The Washington Capitals and their power play have been a major topic this season and that isn’t going to stop until they figure things out. Coming into Monday, their man advantage unit has scored just three total power play goals in 43 opportunities.
That is good for a 7 percent success rate, the worst effectiveness in the entire NHL. For a team that has the all-time power play goals leader and built foundation for success on top of a lethal power play in the past, that’s baffling and unfamiliar territory.
Head coach Spencer Carbery believes he has identified two simple things that the team needs to consistently hammer down if they want to right the sinking ship. He spoke to assembled media about those two things after practice on Monday.
“For me, it’s entries and puck recoveries,” Carbery said. “That’s where power plays start for me. Usually when you’re struggling you’re not able to enter and gain possession consistently enough. That’s when it can really spiral because you can talk all you want about what you’re doing with shots, deliveries, how you’re getting pucks to the net, formation, all that different stuff but it means absolutely nothing if you can’t enter the zone and set up with possession. So, that’s number one.”
For over 15 years, the Capitals’ power play zone entries have in part heavily relied on legendary center Nicklas Backstrom’s craftiness and passing ability to be successful. They no longer have Backstrom in their lineup and may never again.
A lot of the burden is now placed on Evgeny Kuznetsov as other big names around him on the top unit in Alex Ovechkin and TJ Oshie aren’t really players that can do a lot of puck carrying on their own anymore. Kuznetsov has had his own, well-documented offensive struggles and the Capitals are still running the same slingshot entry they have for a decade that every team has scouted extensively.
But, Carbery has seemingly keyed in on the major problem at hand. Because when the Capitals do actually get set up in the zone, they are creating enough chances to score.
Before Saturday’s matchup with Columbus, the Capitals’ power play ranked 10th in the league with 113.2 shots per hour, third in the league with 10.5 expected goals per hour, and fifth in the league with 32.1 high-danger chances per hour.
Carbery believes something with their in-zone play is a little off as well. The rookie bench boss believes his players are not executing well enough in board battles and puck retrieval attempts.
“The second thing is puck recoveries,” Carbery said. “There’s a lot of situations on the power play where the puck goes to the corner and it’s a penalty killer and a power play player and usually the power play player is going to get first touch on it but there’s a ton of pressure coming. Can you get out of that situation and get set back up? We just haven’t done that consistently enough so we really have to talk about that, look at it, break it down, and figure out why we’re not. It starts on faceoffs.
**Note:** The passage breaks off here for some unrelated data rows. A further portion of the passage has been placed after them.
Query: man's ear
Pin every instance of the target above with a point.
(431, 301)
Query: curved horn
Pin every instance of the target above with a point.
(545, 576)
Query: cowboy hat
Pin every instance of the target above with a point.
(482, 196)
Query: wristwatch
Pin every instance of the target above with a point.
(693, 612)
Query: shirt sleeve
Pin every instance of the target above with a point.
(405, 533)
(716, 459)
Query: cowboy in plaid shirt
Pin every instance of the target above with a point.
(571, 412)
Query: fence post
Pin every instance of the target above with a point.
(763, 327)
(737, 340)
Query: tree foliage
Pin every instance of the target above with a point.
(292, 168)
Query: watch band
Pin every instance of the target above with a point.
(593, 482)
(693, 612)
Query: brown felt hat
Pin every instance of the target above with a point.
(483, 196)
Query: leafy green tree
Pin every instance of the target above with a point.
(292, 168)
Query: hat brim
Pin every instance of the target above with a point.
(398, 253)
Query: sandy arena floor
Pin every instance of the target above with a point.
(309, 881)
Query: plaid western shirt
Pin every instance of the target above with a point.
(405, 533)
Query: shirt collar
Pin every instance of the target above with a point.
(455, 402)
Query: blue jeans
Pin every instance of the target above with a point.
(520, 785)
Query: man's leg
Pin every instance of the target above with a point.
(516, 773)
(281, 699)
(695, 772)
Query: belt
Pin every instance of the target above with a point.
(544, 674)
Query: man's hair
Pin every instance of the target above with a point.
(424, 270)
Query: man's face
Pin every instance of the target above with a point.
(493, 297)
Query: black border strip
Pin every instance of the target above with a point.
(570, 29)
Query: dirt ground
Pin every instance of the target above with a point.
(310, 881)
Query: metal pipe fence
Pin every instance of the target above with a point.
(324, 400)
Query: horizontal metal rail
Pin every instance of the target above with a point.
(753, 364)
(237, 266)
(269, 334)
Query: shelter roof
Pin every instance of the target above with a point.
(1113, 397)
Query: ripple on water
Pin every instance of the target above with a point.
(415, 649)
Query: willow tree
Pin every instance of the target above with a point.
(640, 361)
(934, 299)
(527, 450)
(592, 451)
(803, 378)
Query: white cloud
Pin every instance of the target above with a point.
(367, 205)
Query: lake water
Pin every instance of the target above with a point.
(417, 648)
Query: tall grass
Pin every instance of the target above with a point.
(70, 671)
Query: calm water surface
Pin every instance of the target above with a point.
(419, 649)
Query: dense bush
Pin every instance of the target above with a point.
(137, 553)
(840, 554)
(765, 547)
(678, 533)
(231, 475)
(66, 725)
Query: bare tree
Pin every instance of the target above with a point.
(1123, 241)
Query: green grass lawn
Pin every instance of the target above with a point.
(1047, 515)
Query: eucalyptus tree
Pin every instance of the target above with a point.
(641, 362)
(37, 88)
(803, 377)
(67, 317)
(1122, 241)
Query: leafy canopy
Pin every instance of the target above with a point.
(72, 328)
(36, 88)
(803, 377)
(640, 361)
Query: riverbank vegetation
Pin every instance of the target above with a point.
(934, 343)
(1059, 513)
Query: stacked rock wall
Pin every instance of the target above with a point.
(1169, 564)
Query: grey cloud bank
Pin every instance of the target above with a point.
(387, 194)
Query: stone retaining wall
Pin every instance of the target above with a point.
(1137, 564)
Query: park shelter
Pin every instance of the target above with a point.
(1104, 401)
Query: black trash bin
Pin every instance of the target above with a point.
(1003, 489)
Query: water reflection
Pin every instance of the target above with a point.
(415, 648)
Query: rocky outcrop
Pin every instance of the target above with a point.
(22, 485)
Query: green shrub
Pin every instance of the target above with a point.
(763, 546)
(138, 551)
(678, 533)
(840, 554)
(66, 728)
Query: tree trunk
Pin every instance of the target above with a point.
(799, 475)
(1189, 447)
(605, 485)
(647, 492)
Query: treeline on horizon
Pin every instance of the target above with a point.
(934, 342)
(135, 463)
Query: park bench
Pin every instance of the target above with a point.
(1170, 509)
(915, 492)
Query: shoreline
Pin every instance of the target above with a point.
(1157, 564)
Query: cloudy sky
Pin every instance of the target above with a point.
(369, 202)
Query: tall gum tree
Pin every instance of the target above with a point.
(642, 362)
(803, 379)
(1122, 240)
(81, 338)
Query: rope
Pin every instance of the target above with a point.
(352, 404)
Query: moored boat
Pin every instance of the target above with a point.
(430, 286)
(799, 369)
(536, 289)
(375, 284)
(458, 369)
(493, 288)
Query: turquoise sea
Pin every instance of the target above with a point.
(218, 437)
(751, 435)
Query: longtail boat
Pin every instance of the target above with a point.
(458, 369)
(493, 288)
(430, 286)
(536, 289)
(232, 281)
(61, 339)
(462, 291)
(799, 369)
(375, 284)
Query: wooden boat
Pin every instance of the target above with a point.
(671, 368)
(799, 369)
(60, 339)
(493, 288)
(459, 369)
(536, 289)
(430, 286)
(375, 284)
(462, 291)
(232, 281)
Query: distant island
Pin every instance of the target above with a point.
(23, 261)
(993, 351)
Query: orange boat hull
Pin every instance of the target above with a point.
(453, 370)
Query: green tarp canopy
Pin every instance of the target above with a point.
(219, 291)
We’re really, really struggling on power play faceoffs so we need to come up with a gameplan of what’s our loss strategy.”
Carbery was asked on Monday if Dylan Strome’s assessment that part of the puck recovery issue is that the team has to “want it” more. While he backed up his center some, Carbery wasn’t ready to let the hockey cliche of giving it 110 percent blur the actual problem he is seeing. Instead, he pointed at a lack of skill plays being made by the team’s top players.
“Part of it, he’s absolutely right,” Carbery said. “The other part sometimes gets overlooked because when you look on social media you watch power plays and see the tic-tac-toe or the big shot but a very undervalued skill of elite NHL players is your ability to get out of those situations and make a play out of it. That’s a skill. Part of it is work, part of it is will, part of it is determination. No question, Stromer’s right. The other part is can you use deception, spin out of it, you know where your best option is, execute that play to the middle.
“If you look at a lot of our touches they end up dead-ending and it ends up in a 200-foot clear,” Carbery continued. “We have to use our skill and hockey sense and poise and awareness to get out of those tight spots. That’s what elite players do and that’s why they make power plays effective. If you watch really good power plays, they do that at an extremely high level. So, we gotta use our skill in those spots.”
The Capitals scored all three of their power play goals this season in a span of four days in late October. They have yet to score a single time on a man advantage 20 days and seven games into November.
By this time last year, the Capitals had already struck 14 times up a man. That power play ended up finishing dead middle in the NHL at 21.2 percent effectiveness. Today’s Capitals would be thrilled with those results so it’s clear changes need to be made and Carbery is aware of that.